The newspapers we recognize today have their roots in 17th-century Europe. Corantos, one-page news sheets about specific events, were printed in English in Holland in 1620 and imported to England by British booksellers who were eager to satisfy public demand for information about Continental happenings that eventually led to what we now call the Thirty Years’ War.
Englishmen Nathaniel Butter, Thomas Archer, and Nicholas Bourne eventually began printing their own occasional news sheets, using the same title for consecutive editions. They stopped publishing in 1641, the same year that regular, daily accounts of local news started appearing in other news sheets. These true forerunners of or daily newspaper were called diurnals.
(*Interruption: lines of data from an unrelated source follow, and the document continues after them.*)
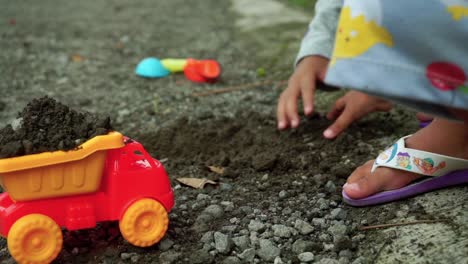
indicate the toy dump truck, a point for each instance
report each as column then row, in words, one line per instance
column 109, row 177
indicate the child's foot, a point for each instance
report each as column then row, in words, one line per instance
column 441, row 137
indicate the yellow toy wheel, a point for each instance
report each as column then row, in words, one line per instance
column 144, row 223
column 34, row 238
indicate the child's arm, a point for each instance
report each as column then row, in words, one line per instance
column 311, row 62
column 320, row 37
column 311, row 66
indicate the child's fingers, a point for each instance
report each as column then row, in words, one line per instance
column 281, row 112
column 337, row 108
column 308, row 92
column 291, row 104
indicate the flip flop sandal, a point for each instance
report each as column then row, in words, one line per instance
column 441, row 171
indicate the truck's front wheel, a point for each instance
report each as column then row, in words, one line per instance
column 34, row 238
column 144, row 223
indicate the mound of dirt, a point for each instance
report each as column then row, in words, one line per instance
column 47, row 125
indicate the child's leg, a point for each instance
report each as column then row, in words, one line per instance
column 441, row 136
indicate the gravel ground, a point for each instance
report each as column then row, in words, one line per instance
column 279, row 198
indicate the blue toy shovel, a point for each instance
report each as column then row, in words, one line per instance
column 151, row 68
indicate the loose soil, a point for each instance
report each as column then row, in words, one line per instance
column 83, row 53
column 47, row 125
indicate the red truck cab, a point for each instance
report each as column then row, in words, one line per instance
column 133, row 188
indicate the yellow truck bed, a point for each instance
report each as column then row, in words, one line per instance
column 58, row 173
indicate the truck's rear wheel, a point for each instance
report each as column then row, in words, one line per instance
column 144, row 223
column 35, row 238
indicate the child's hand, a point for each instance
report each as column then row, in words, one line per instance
column 351, row 107
column 302, row 82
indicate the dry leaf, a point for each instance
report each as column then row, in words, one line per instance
column 196, row 182
column 77, row 58
column 219, row 170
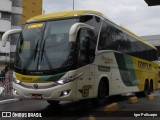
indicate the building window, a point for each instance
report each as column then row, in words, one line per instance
column 5, row 15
The Modern Newspaper Emerges

At the turn of the 19th century, urbanization, growing industries, movement of workers to the cities, and increasing literacy combined to create an audience for a new kind of paper. Known as the penny press, theses one-cent newspapers were for everyone. Benjamin Day’s September 3, 1833, issue of the New York Sun was the first of the penny papers. Day’s innovation was to sell his paper so inexpensively that it would attract a large readership, which could then be “sold” to advertisers. Day succeeded because he anticipated a new kind of reader. He filled the Sun’s pages with police and court reports, crime stories, entertainment news, and human interest stories. Because the paper lived up to its motto, “The Sun shines for all”, there was a little of the elite political and business information that had characterized earlier papers.
Soon there were penny papers in all the majorities. Among the most important was James Gordon Bennett’s New York Morning Herald. Although more sensationalistic than the Sun, the Herald pioneered the correspondent system, placing reporters in Washington, D.C., and other major U.S. cities as well as abroad. Correspondents filed their stories by means of the telegraph, invented in 1844.
Horace Greeley’s New York Tribune was an important penny paper as well. Its nonsensationalistic, issues-oriented, and humanitarian reporting established the mass newspaper as a powerful medium of social action.